Il sindaco di Varese è anche presidente di Anci Lombardia, ha ideato la manifestazione di Milano che ha portato in piazza oltre duemila sindaci scontenti della manovra finanziaria del governo ed è da sempre vicino al ministro dell’Interno Roberto Maroni, vero bersaglio del blog la Velina Verde, che colpisce con presunte indiscrezioni l’establishment della Lega varesina, citando, seppure parzialmente, lo stesso sindaco.
Insomma, l’obiettivo parrebbe quello di indevolire la leadership del Carroccio nella sua culla. Guarda caso, sia la Velina Verde che la delibera del federale hanno fatto la loro apparizione lunedì, a pochi giorni dal congresso della sezione cittadina della Lega Nord.
In gioco, quindi, gli equilibri nel partito tra corrente maroniana e cerchio magico in vista del rinnovo dei vertici cittadini. In base al risultato, infatti, si vedrà l’orientamento della sezione in vista del futuro congresso provinciale e, a pioggia, di quello nazionale.
Intanto, Fontana si trova al bivio: ubbidire alla Lega e non partecipare allo sciopero, oppure disobbedire e andare incontro alle possibili conseguenze. Nel primo caso è pronto a dimettersi dall’Anci.

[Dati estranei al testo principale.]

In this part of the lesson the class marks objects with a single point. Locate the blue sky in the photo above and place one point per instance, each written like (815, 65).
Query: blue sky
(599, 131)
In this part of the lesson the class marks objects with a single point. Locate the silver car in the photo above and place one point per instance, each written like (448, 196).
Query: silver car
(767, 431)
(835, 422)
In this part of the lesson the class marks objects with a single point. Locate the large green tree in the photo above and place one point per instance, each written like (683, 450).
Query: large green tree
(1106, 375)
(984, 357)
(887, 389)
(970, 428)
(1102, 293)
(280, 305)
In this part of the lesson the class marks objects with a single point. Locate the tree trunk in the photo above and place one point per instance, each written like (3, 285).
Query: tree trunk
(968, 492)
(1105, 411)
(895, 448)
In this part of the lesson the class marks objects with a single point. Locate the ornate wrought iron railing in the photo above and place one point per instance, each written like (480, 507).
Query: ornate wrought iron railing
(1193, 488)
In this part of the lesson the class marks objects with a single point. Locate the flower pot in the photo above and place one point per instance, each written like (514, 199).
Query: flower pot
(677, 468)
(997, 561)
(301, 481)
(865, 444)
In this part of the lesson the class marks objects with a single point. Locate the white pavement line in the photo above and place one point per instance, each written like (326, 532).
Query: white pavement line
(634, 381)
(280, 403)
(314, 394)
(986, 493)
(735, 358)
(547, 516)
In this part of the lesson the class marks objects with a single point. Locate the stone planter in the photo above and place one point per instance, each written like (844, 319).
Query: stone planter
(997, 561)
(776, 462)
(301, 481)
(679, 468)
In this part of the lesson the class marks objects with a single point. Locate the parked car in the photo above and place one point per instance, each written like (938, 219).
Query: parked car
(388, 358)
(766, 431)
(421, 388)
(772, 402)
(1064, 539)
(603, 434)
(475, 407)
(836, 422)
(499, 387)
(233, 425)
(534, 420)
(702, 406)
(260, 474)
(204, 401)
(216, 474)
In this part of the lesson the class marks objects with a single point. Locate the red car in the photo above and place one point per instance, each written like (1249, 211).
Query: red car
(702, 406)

Nel secondo continuerebbe la sua battaglia e «non me ne andrei certo dalla Lega, dal momento che le battaglie a favore degli enti locali le ho sempre viste in difesa dei principi cardine della Lega Nord, nata per il territorio» ha dichiarato.
Ma potrebbe essere espulso dal Carroccio. Forse è questo il fine della manovra a tenaglia tra “veline velenose” e proibizioni dall’alto: ammansire il battagliero sindaco, oppure eliminarlo.